Document Stores

intermediate nosql mongodb document-store denormalization

A document store is a database that stores data as documents — think JSON objects. Instead of rigid rows and columns, each document can have its own structure. No two documents in the same collection need to look alike.

MongoDB is the most popular document store, so we’ll use it as our primary example. Others include CouchDB, Amazon DocumentDB, and Firebase Firestore.

Terminology: SQL vs Document Store

SQL (PostgreSQL) Document (MongoDB)
DatabaseDatabase
TableCollection
RowDocument
ColumnField
JOIN$lookup (or embedding)
Schema (enforced)Schema (optional, flexible)

What a Document Looks Like

Documents are stored as BSON (Binary JSON) in MongoDB. They can contain nested objects, arrays, and any level of complexity:

{
  "_id": "ObjectId('65f1a2b3c4d5e6f7a8b9c0d1')",
  "name": "Manish Prajapati",
  "email": "manish@example.com",
  "age": 25,
  "address": {
    "city": "Mumbai",
    "state": "Maharashtra",
    "pin": "400001"
  },
  "skills": ["JavaScript", "Python", "PostgreSQL"],
  "experience": [
    {
      "company": "Acme Corp",
      "role": "Backend Developer",
      "years": 2
    },
    {
      "company": "Startup Inc",
      "role": "Full Stack",
      "years": 1
    }
  ]
}

Notice how the address and experience are embedded directly inside the user document. In a relational database, those would be separate tables with foreign keys.

Embedding vs Referencing

This is the biggest design decision in document databases.

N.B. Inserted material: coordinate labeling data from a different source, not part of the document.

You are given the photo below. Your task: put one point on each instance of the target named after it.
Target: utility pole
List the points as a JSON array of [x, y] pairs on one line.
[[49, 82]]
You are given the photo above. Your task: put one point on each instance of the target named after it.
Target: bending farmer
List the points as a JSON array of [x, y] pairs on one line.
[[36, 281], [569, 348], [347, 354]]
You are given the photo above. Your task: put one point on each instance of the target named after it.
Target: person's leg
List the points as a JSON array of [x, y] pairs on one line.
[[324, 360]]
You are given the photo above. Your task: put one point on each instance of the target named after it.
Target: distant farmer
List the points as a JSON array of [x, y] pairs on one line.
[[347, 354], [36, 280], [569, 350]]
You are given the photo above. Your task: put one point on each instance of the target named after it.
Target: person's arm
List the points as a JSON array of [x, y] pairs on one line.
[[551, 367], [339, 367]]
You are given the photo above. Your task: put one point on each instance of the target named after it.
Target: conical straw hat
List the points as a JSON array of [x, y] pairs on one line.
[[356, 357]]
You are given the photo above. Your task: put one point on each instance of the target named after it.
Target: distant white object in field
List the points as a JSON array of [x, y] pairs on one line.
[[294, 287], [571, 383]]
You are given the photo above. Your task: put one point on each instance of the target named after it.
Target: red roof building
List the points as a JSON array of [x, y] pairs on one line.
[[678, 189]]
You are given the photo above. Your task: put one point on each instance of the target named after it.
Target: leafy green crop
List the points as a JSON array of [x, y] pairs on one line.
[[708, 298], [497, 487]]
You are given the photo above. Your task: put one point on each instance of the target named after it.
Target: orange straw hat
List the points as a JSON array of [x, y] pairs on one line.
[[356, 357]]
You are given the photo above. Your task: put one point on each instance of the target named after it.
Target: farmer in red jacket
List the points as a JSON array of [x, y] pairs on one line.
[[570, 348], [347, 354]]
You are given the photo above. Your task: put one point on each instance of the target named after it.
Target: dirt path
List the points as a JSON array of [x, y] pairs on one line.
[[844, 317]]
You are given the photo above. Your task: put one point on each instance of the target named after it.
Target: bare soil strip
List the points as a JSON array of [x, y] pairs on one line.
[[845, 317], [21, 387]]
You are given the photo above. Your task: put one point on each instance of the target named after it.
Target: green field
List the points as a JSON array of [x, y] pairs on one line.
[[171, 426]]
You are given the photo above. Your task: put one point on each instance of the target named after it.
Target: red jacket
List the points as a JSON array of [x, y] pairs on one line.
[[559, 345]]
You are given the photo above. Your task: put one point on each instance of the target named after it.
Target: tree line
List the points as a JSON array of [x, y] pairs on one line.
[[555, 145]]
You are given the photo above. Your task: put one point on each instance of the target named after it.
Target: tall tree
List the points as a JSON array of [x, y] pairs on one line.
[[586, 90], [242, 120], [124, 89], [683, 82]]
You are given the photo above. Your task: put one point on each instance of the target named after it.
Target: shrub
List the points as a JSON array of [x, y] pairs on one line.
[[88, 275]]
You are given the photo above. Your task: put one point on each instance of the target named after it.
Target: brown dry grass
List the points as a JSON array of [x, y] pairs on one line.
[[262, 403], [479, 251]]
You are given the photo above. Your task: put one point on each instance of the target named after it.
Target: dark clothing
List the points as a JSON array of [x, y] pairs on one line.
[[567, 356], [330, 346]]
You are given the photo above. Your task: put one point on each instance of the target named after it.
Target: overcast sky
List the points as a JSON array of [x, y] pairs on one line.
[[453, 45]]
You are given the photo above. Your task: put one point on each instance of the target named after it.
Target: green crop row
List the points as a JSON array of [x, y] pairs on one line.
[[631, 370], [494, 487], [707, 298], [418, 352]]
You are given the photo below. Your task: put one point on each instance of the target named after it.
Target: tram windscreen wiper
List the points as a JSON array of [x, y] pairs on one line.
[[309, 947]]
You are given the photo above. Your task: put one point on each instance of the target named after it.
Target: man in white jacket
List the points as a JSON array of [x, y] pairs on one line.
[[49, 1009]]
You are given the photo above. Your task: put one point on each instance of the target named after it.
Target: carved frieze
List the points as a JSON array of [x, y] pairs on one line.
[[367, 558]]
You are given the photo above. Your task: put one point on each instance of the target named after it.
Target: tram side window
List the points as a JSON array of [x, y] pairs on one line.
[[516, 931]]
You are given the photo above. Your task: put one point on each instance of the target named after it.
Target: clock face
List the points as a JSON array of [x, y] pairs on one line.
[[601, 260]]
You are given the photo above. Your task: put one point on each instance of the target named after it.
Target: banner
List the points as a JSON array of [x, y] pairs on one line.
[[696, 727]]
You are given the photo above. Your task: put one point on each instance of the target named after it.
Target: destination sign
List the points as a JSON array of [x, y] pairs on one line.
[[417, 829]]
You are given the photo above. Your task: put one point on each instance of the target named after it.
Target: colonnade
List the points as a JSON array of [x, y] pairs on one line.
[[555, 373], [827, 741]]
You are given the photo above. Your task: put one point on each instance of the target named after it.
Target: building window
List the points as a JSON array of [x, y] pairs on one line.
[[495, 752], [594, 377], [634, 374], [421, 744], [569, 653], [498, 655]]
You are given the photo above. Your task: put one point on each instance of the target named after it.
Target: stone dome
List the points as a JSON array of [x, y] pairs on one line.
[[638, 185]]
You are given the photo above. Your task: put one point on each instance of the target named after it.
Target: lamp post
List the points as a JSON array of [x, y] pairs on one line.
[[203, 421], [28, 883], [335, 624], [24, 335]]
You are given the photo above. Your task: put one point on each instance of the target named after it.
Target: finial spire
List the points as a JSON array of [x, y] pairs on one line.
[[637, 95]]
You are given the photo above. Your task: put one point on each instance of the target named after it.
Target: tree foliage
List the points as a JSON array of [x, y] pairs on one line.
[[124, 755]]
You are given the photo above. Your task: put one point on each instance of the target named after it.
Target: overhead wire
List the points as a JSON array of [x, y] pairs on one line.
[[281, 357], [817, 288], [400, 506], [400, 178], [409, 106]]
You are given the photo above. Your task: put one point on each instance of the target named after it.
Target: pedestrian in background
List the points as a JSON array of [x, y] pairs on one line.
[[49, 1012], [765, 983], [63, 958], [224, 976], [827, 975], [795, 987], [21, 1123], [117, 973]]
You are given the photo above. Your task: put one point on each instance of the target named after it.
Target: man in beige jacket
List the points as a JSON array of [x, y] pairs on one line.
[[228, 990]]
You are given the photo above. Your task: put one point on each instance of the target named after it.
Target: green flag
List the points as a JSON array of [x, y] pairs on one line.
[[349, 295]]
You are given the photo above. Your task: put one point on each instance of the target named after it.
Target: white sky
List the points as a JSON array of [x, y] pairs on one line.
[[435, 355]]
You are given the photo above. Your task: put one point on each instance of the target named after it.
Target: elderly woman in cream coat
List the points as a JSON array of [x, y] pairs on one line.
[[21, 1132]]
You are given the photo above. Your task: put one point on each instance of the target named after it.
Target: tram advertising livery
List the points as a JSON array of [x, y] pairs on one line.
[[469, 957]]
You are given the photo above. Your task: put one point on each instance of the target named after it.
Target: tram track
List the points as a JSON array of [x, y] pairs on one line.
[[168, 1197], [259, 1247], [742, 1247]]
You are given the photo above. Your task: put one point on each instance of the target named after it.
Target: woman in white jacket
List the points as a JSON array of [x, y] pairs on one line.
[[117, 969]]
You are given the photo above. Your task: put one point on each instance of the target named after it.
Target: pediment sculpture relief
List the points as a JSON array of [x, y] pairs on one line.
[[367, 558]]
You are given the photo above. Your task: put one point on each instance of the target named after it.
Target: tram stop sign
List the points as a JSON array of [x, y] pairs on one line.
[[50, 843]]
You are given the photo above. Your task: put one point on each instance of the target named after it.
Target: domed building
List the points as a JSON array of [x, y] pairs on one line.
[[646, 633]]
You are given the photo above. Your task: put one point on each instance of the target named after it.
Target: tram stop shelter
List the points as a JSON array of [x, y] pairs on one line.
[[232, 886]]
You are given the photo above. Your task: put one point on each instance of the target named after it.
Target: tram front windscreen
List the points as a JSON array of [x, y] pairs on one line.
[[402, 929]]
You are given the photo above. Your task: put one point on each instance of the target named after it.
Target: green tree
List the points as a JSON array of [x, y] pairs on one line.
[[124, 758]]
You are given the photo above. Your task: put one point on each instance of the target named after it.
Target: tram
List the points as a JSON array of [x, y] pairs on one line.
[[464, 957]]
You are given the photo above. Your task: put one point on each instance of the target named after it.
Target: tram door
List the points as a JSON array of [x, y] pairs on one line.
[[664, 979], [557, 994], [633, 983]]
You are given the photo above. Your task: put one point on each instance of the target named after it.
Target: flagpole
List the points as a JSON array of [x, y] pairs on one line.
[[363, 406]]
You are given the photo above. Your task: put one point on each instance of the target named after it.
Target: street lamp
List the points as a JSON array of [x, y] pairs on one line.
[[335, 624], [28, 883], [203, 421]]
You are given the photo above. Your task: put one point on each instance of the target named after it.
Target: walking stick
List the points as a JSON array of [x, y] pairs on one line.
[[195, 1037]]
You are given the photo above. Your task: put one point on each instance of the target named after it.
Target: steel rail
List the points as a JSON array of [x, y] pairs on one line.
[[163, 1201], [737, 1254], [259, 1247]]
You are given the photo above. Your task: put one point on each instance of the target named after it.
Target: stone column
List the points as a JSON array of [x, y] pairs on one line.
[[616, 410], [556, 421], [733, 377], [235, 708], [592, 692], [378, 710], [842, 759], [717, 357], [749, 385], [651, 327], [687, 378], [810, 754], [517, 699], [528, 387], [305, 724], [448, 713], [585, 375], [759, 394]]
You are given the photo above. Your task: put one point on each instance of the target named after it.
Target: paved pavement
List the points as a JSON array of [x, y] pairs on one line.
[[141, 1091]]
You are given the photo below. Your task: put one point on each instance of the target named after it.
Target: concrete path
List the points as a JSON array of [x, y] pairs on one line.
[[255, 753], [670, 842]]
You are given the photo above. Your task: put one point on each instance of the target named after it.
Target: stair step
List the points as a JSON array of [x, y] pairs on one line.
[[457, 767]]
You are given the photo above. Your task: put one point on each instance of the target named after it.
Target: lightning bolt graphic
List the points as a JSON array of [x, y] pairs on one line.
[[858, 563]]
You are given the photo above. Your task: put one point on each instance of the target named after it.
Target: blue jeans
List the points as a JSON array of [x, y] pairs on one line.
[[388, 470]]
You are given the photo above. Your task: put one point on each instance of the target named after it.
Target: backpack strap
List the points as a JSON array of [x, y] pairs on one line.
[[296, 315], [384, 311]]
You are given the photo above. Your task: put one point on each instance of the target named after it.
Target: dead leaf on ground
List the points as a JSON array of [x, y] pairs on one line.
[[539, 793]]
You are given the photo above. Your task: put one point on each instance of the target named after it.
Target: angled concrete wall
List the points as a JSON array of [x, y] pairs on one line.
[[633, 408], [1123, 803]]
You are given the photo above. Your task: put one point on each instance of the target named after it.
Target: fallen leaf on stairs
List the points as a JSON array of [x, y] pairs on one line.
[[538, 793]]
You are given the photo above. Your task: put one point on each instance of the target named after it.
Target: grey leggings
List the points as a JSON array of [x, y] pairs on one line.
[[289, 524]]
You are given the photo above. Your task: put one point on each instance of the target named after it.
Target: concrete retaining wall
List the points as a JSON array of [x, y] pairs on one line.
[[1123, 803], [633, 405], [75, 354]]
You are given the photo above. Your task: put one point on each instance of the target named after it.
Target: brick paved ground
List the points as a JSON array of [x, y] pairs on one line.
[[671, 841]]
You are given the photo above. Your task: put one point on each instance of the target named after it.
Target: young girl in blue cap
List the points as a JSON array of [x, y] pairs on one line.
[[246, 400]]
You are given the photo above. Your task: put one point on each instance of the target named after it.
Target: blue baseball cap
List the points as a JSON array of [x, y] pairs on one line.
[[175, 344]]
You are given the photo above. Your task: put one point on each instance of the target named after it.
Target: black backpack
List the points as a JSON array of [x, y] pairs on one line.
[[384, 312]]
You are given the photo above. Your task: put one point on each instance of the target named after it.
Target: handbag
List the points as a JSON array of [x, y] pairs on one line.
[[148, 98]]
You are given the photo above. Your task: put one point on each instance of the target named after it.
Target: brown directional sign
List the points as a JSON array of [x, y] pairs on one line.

Embedding (denormalized) — store related data directly inside the document:

// Order with embedded items — one read gets everything
{
  "_id": "order_123",
  "customer": "Manish",
  "items": [
    { "product": "Keyboard", "price": 2500, "qty": 1 },
    { "product": "Mouse", "price": 800, "qty": 2 }
  ],
  "total": 4100
}

Referencing (normalized) — store just the ID and look up the related data separately:

// Order with references — need a second query to get items
{
  "_id": "order_123",
  "customer_id": "user_456",
  "item_ids": ["item_789", "item_790"],
  "total": 4100
}

When to embed:

  • Data is always accessed together (order + items)
  • The embedded data doesn’t change often
  • The embedded data won’t grow unboundedly
  • One-to-few relationships

When to reference:

  • Data is shared across documents (a product referenced by many orders)
  • The related data changes frequently
  • The related data could grow very large
  • Many-to-many relationships

Basic MongoDB Queries

// Insert a document
db.users.insertOne({
  name: "Manish",
  email: "manish@example.com",
  age: 25,
  skills: ["JavaScript", "Python"]
})

// Find documents
db.users.find({ age: { $gte: 25 } })              // age >= 25
db.users.find({ skills: "Python" })                 // array contains "Python"
db.users.find({ "address.city": "Mumbai" })         // nested field

// Update
db.users.updateOne(
  { email: "manish@example.com" },                  // filter
  { $set: { age: 26 }, $push: { skills: "Go" } }   // update
)

// Delete
db.users.deleteOne({ email: "manish@example.com" })

Aggregation Pipeline

MongoDB’s aggregation pipeline is like SQL’s GROUP BY on steroids. We chain stages together to transform data:

// Find the average order total per customer, sorted by highest
db.orders.aggregate([
  { $match: { status: "completed" } },           // WHERE status = 'completed'
  { $group: {
      _id: "$customer_id",                        // GROUP BY customer_id
      avgTotal: { $avg: "$total" },               // AVG(total)
      orderCount: { $sum: 1 }                     // COUNT(*)
  }},
  { $sort: { avgTotal: -1 } },                   // ORDER BY avgTotal DESC
  { $limit: 10 }                                  // LIMIT 10
])

When Documents Beat Tables

Document stores shine when:

  • Schema varies across records — e-commerce products where a laptop has different fields than a t-shirt
  • Data is hierarchical — nested objects and arrays are natural
  • Rapid prototyping — no migrations needed, just add fields
  • Read-heavy with co-located data — one read gets everything (no JOINs)
  • Horizontal scaling — sharding is built into MongoDB

Document stores struggle when:

  • We need complex JOINs across many collections
  • We need strict schema enforcement (though MongoDB supports schema validation now)
  • We need multi-document ACID transactions everywhere (MongoDB supports them since v4.0, but they’re slower than single-document operations)
  • Data is highly relational with many-to-many relationships

In simple language, document stores let us store data the way our application actually uses it. Instead of splitting everything into flat tables and JOINing them back together, we store complete objects. The trade-off is that some queries become harder (cross-collection joins), but the queries we run most often become much simpler and faster.